In this opinion, the basis must be "arguable" since the term inheres "reasonableness." See, e.g., BLACK'S LAW DICTIONARY 98-99 (5th ed. 1979); THE AMERICAN HERITAGE DICTIONARY 126-27 (2d ed. 1985).
[12] Accord Northwestern Nat'l Ins. Co. v. Pope, 791 F.2d 649, 652 (8th Cir.1986) (to avoid punitive-damages liability in bad-faith cases, insurer must have denied "validity of insured's claim" on "fairly debatable" basis e.g., where insurer's "regrettable" delay in settling part of claim was not wholly unjustified, and where insurer's failure to pay another part of claim was due its belief that payment would result in double recovery by insured in violation of policy provision) (applying Iowa law); Federated Guar. Life Ins. Co. v. Wilkins, 435 So. 2d 10, 12-13 (Ala. 1983) (insurer must have denied claim for "legitimate or arguable reason" or "debatable reason," which means "open to dispute or question" e.g., where insured may have committed suicide and, as a consequence, nullified application of insurance policy); Casson v. Nationwide Ins. Co., 455 A.2d 361, 369 (Del. Super. Ct. 1982) (denial must be for "reasonable justification" or because "bona fide dispute existed" e.g., where insurer's questions remained unresolved because insured refused "to undergo certain diagnostic procedures and rehabilitative measures"); Interstate Life & Accident Ins. Co. v. Hopgood, 133 Ga. App. 6, 8, 209 S.E.2d 703, 705 (1974) (denial must be based upon "reasonable and probable cause" e.g., (inferring) where insurer questioned the cause of the insured's death).

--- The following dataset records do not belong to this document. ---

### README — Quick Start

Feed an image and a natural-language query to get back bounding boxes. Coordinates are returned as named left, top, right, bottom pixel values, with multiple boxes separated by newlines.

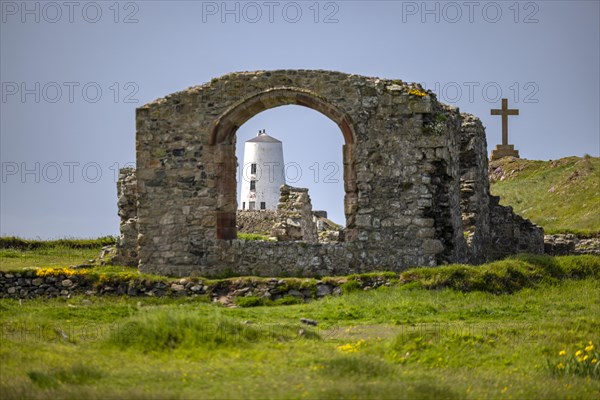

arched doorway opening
left=210, top=88, right=357, bottom=240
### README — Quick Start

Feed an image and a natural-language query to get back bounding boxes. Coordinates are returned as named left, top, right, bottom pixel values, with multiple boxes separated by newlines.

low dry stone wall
left=0, top=271, right=392, bottom=305
left=236, top=210, right=279, bottom=235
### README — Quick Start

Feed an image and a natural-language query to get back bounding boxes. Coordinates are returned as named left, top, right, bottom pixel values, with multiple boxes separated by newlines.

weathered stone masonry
left=122, top=70, right=543, bottom=276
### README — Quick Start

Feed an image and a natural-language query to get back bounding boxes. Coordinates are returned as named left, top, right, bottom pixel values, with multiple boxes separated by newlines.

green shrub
left=235, top=296, right=266, bottom=307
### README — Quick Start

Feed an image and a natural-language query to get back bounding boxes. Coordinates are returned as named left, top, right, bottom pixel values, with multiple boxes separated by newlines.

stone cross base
left=491, top=144, right=519, bottom=161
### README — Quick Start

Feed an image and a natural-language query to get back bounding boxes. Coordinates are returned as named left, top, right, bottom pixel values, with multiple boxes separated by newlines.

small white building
left=238, top=129, right=285, bottom=210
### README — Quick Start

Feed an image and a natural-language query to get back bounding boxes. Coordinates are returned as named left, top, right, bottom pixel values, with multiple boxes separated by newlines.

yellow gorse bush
left=337, top=339, right=365, bottom=353
left=35, top=268, right=89, bottom=277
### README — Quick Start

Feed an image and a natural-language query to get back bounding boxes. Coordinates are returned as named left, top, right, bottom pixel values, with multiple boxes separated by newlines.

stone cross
left=491, top=99, right=519, bottom=146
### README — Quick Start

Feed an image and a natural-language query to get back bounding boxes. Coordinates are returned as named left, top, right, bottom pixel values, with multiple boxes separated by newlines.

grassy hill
left=489, top=156, right=600, bottom=234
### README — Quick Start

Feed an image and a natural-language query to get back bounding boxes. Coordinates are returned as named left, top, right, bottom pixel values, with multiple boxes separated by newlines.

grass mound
left=27, top=364, right=104, bottom=388
left=108, top=310, right=317, bottom=352
left=399, top=255, right=600, bottom=294
left=490, top=156, right=600, bottom=236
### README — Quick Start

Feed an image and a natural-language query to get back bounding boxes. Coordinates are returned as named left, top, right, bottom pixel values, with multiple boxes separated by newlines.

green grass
left=490, top=156, right=600, bottom=235
left=0, top=236, right=115, bottom=271
left=0, top=278, right=600, bottom=399
left=0, top=241, right=600, bottom=399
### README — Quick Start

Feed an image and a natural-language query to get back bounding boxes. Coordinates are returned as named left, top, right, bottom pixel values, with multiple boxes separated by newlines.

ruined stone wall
left=129, top=70, right=548, bottom=276
left=112, top=168, right=138, bottom=266
left=486, top=196, right=544, bottom=261
left=272, top=185, right=318, bottom=243
left=236, top=210, right=279, bottom=235
left=460, top=114, right=490, bottom=264
left=137, top=70, right=466, bottom=275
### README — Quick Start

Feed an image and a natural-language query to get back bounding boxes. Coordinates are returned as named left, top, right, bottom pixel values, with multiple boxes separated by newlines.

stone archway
left=136, top=70, right=496, bottom=276
left=209, top=87, right=357, bottom=240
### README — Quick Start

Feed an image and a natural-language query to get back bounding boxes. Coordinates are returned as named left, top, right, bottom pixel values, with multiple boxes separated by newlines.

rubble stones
left=117, top=70, right=543, bottom=277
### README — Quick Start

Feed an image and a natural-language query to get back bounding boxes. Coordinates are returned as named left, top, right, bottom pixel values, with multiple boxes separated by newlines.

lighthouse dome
left=238, top=129, right=285, bottom=210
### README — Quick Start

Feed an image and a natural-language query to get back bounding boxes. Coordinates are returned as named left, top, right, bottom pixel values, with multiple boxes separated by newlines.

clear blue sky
left=0, top=0, right=600, bottom=238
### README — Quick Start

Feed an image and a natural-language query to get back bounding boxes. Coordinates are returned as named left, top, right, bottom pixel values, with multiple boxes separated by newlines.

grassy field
left=0, top=242, right=600, bottom=399
left=490, top=157, right=600, bottom=234
left=0, top=237, right=115, bottom=271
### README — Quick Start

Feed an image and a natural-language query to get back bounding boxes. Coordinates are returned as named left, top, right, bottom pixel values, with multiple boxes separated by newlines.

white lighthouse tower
left=239, top=129, right=285, bottom=210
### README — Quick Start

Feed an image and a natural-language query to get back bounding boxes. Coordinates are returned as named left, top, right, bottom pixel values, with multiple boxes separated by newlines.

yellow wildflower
left=585, top=342, right=594, bottom=353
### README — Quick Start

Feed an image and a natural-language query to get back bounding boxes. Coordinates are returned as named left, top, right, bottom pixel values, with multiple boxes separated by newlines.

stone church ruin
left=117, top=70, right=544, bottom=277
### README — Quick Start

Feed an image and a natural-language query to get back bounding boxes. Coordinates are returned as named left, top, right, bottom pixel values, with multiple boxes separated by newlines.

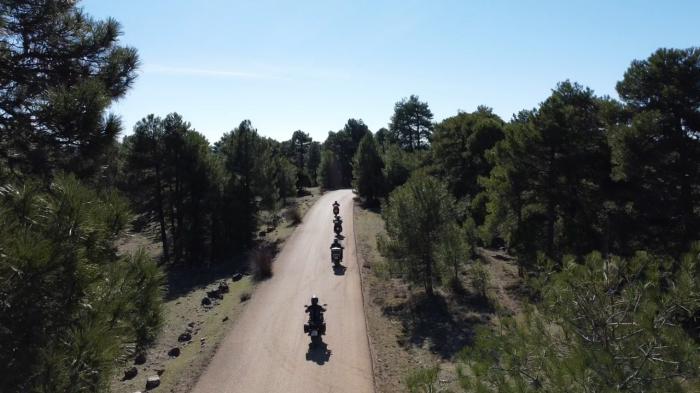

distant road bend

[13] Conceivably, upon presentation of sufficient proof, consequential or extra-contractual damages (e.g., reasonable attorney fees, court costs, and other economic losses) may be awarded in cases involving a lack of a reasonably arguable basis notwithstanding that the insurer is not liable for punitive damages. Cf. Maas, 516 So.2d at 498 (Robertson, J., concurring); Pioneer Life Ins. Co. of Ill., 513 So.2d at 931 (Robertson, J., concurring); id. at 932 (Sullivan, J., specially concurring); Day, 487 So.2d at 835; Blue Cross & Blue Shield, Inc., 466 So.2d at 845 (Hawkins, J., denying petition for reh'g); Wright v. Stevens, 445 So. 2d 791 (Miss. 1984).